I was following a discussion on line that included a mention of the French Aircraft Carrier, the nuclear powered Charles DeGaulle.  A comment was made about the French use of nuclear power and one participant wrote:
as a partial aside that might be of interest....several years ago in France I had dinner with a French Minister responsible for housing employees associated with the nuclear power plants-inter alia.

We started discussing US nuke plants and the French approach.  As most may know, France is about 90% nuke generated power and they havn't had a major issue since the plant inceptions in the 50's.

He said there is a fundamental difference between how the French and US went about nuclear power that has made all the difference—The French approached it as an engineering issue and the US as a legal issue.  Since power grids transferred the energy across the entire nation, the French government sponsored/managed them vice the provinces.

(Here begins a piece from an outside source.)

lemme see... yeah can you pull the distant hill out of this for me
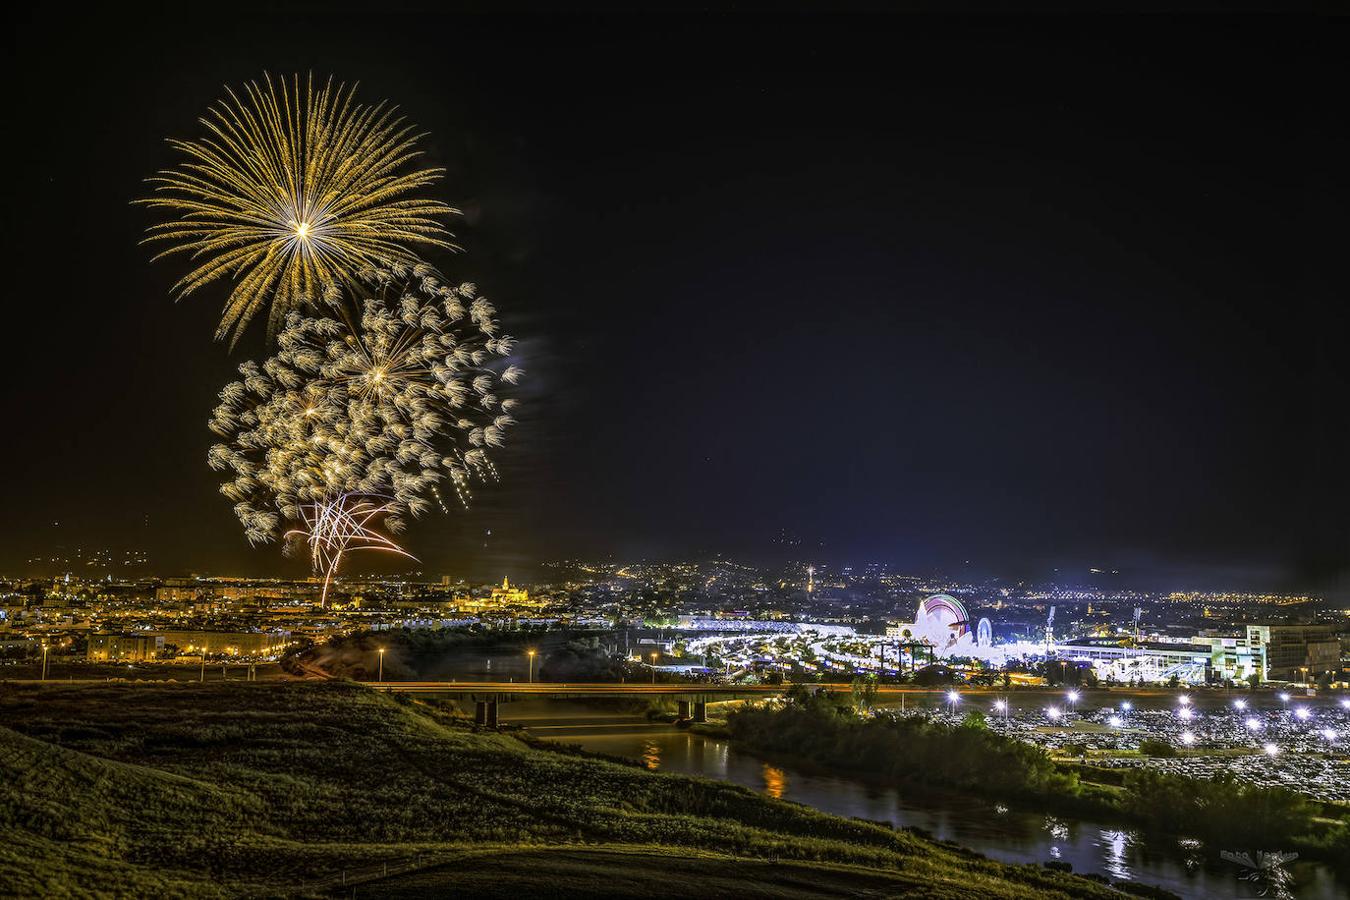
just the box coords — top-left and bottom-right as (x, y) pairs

The French system is a standardized model generation facility with upgrades as developed. Everything is uniform and all employees go through a govt managed education and certification program. Their record is near spotless.

"The French approached it as an engineering issue and the US as a legal issue".  Of course we approach a lot of things as a legal issue.  We are a nation of laws, as opposed to a nation of bureaucrats, but there is something to be said for giving the Engineers the lead in these kinds of things.  The French do have a great safety record with regard to nuclear power.  But, is it the engineers, the lawyers or the bureaucrats?